Я говорю – рассады моей нет. Он – к невестке, а та на лоджу пришла и шипит, как змея, чтоб гости, значит, не слышали:
«Не позорьте нас. Выкинула я ваши ящики и горшки страшные! Тут стулья со столом теперь стоять будут.»
Саня рассердился на неё, закричал. Начали они ругаться, гости услышали и ушли быстренько.
А она потом уж так кричала на меня, руками махала. Того и гляди побьет. Благо, сын рядом, уж, чай, не даст. На неё тоже – злой.
Кричит она:
«Надоели Вы со своими горшками и с домом этим своим. Мы его продали сразу и машину купили, а Вы носитесь с этой землей. И дом ваш – рухлядь. За него копейки дали.»
А он не рухлядь совсем, Тонь. Его же Веня строил, а он у меня мастеровой был, на все село – лучший.
Я потом в комнате закрылась, и теперь уж третий день выхожу только, когда их нет дома. Так что не звони пока – услышат они. Дай уляжется все.
– Ну, и сволочь – невестка твоя, Кать. Ох, и сволочь.
–Это она только дома такая. А на людях-то добрая.
– Не защищай. Где ж там добрая… Ох, Кать, как же мы с тобой жить-то будем на энтих этажах? Думала, хошь ты выберешься… Мечтала за тебя …
– А ты на улицу-то выходишь сейчас,Тонь?
– Не-ет, давно не была. Боюсь энтих лифтов проклятых. Все кажется, что пол подо мной провалится.
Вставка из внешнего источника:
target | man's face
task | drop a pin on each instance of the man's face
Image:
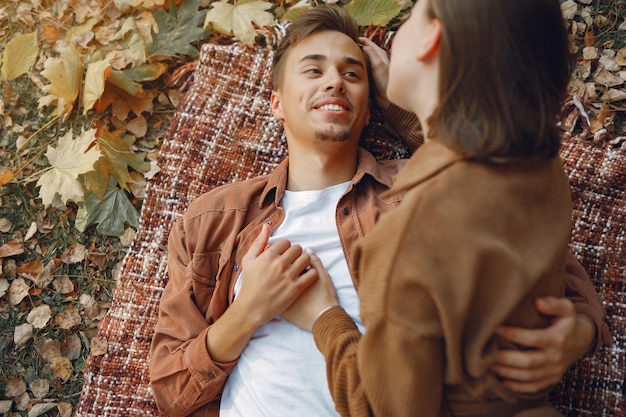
(324, 93)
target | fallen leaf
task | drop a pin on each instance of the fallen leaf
(6, 177)
(68, 318)
(373, 12)
(65, 75)
(74, 254)
(62, 368)
(178, 29)
(4, 286)
(63, 285)
(68, 160)
(49, 349)
(39, 387)
(65, 409)
(14, 387)
(71, 347)
(115, 147)
(39, 316)
(31, 231)
(95, 78)
(11, 248)
(98, 346)
(5, 225)
(237, 19)
(40, 408)
(18, 291)
(22, 334)
(5, 406)
(19, 55)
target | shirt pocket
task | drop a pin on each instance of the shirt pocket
(204, 268)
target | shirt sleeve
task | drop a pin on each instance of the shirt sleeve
(580, 290)
(183, 376)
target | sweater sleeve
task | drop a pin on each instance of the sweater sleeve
(183, 376)
(580, 290)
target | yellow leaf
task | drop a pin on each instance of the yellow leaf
(19, 55)
(97, 73)
(237, 19)
(69, 159)
(65, 76)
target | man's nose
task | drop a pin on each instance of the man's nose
(335, 82)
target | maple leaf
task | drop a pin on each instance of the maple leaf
(237, 19)
(65, 76)
(68, 160)
(123, 102)
(19, 55)
(373, 12)
(97, 73)
(111, 213)
(115, 148)
(177, 30)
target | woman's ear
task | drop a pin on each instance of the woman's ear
(277, 109)
(430, 44)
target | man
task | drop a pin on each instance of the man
(233, 270)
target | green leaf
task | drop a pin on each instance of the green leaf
(19, 55)
(178, 29)
(373, 12)
(110, 214)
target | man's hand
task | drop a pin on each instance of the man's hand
(379, 62)
(553, 349)
(273, 277)
(315, 299)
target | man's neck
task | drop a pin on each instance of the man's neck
(315, 170)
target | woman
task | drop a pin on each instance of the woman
(484, 224)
– Вот и я. На лоджи хорошо было. Рассада – как маленький огородик мой. Цветы были. А теперь там стулья пластмассовые и стол. Незачем туда и ходить теперь. Хорошо, что мы хоть есть друг у друга, вспомним житье-бытье.
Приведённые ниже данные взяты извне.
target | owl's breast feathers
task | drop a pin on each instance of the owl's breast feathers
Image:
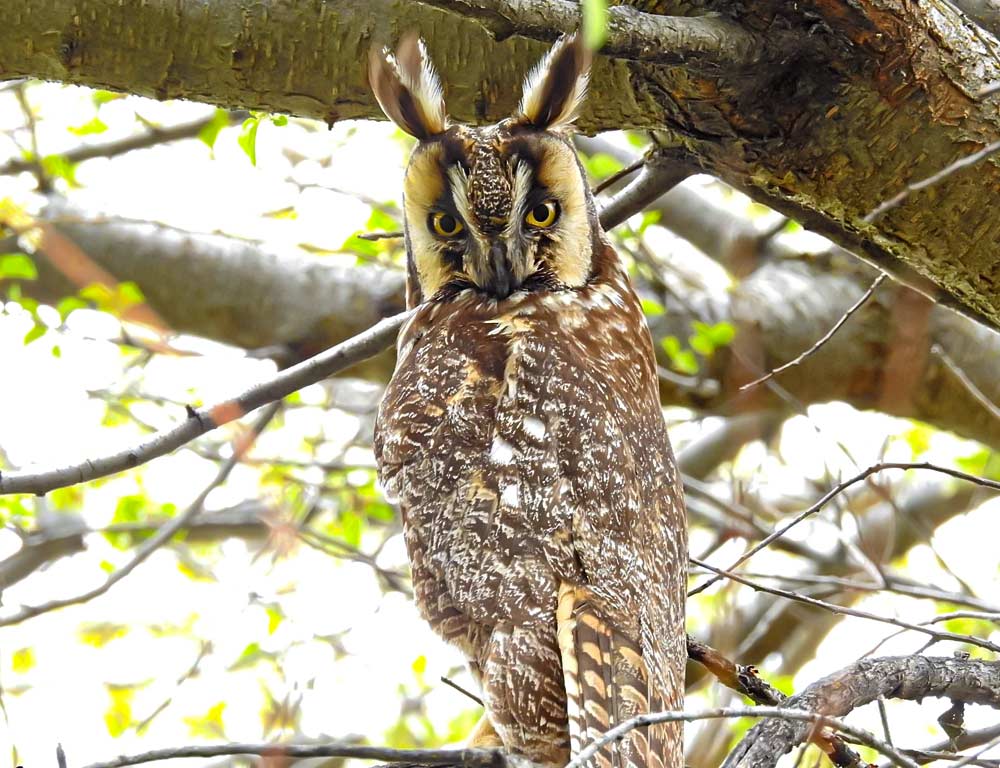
(525, 443)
– Да, удачно я тогда с номером ошиблась сослепу. Ох, удачно. Как родная ты мне, Кать, стала за это время. Как сестра. Только с тобой и поговорю по душам. Хоть ты и в Пскове, а я в Иванове, хоть и не видели друг друга никогда в жизни.
– Встретиться бы нам, да обняться бы, Тонь. Так бы и прижала тебя к себе.
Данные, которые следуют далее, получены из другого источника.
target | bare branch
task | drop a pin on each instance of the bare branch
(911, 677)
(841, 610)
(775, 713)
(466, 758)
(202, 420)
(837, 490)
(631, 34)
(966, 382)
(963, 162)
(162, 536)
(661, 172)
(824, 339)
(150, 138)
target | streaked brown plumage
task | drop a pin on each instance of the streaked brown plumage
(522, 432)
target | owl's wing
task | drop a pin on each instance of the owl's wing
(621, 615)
– Ох, а я бы тебя и не отпустила больше. Вот бы … Да не отпустят ведь нас.
– Неет, не отпустят. Меня так точно.
– Ты не горюй, Кать. Смотришь, на следующий год отойдет и сын, и невестка. Может и разрешат новую рассаду-то посадить. Соседке отдашь пораньше.
– Да я уж думала. Может у меня в комнате разрешат. Но пока и говорить об этом страшно. Где уж… Мне дома моего, Тонь, так жалко, так жалко, плачу ночами … Ты не звони мне пока – рассердятся совсем.
– Нет, пока не буду. Пусть уляжется. Но ты сама звони. Расскажешь потом, какой дом-то был у тебя?
– Расскажу. Хороший был дом. Веня мой строил. Только уж в следующий раз расскажу. Скоро мои придут, услышат, что звоню … А потом обязательно расскажу. Ты только жди….
– Я буду ждать, Кать. Я очень сильно ждать буду…
… Далёкие друг от друга в пространстве судьбы чудным образом соединили сотовые ячейки радиосвязи. Палец когда-то совсем не случайно сам упал не на ту кнопку.
Вернее – на ту. На ту самую, которая помогает жить, мечтать, которая слушает и слышит.
Слушает и слышит так далеко, неся под облаками в волнах связи и боль, и радость друг друга, чувствует на расстоянии и делает далёких людей такими близкими.
В отличии от людей, живущих вот здесь, в одной квартире, совсем рядом, но ставших такими далёкими.
***
«Слёзы стариков настолько же ужасны, насколько естественны слезы детей.»